Understanding something == knowing the theory of it.

hodgehog11 6 days ago | parent [-]

> Humans build theories of how things work. llms dont. Theories are deterministic symbolic representation of the chaotic worlds of meaning

What made you believe this is true? Like it or not, yes, they do (at least to the best extent of our definitions of what you've said). There is a big body of literature exploring this question, and the general consensus is that all performant deep learning models adopt an internal representation that can be extracted as a symbolic representation.

bwfan123 6 days ago | parent [-]

> What made you believe this is true?

I am yet to see a theory coming of the LLM that is sufficiently interesting. My comment was answering your question of what does it mean to "understanding something". My answer to that is: understanding something is knowing the theory of it.

Now, that begs the question of what is a theory. And to answer that, a theory comprises of building block symbols and a set of rules to combine them. for example, building blocks for space (and geometry) could be points, lines, etc. The key point in all of this is symbolism as abstractions to represent things in some world.

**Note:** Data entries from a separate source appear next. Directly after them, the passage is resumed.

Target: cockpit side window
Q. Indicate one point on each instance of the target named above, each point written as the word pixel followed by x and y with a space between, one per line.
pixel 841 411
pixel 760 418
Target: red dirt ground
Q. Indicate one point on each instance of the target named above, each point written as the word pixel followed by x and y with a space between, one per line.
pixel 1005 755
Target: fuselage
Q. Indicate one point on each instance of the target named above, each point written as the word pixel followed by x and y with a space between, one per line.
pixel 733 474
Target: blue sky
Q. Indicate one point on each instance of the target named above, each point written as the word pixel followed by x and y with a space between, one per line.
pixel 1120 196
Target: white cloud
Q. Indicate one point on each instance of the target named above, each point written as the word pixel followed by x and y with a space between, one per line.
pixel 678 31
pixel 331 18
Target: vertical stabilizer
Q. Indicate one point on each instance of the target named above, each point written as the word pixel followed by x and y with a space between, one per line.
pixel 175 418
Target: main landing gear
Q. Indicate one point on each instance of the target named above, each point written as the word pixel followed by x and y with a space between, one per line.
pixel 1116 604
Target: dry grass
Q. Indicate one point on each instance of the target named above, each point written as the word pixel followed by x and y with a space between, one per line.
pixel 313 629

hodgehog11 6 days ago | parent [-]

The "sufficiently interesting" part is the most important qualifier here. My response was talking about theories and representations that we already know, either instinctively from near-birth, or from learned experience. We have not seen anything unique from LLMs because they do not appear to have an internal understanding (in the same sense that I was talking about) that is as broad as an adult human. But that doesn't mean it lacks any understanding.

> The key point in all of this is symbolism as abstractions to represent things in some world.

The difficulty is understanding how to extract this information from the model, since the output of the LLM is actually a very poor representation of its internal state.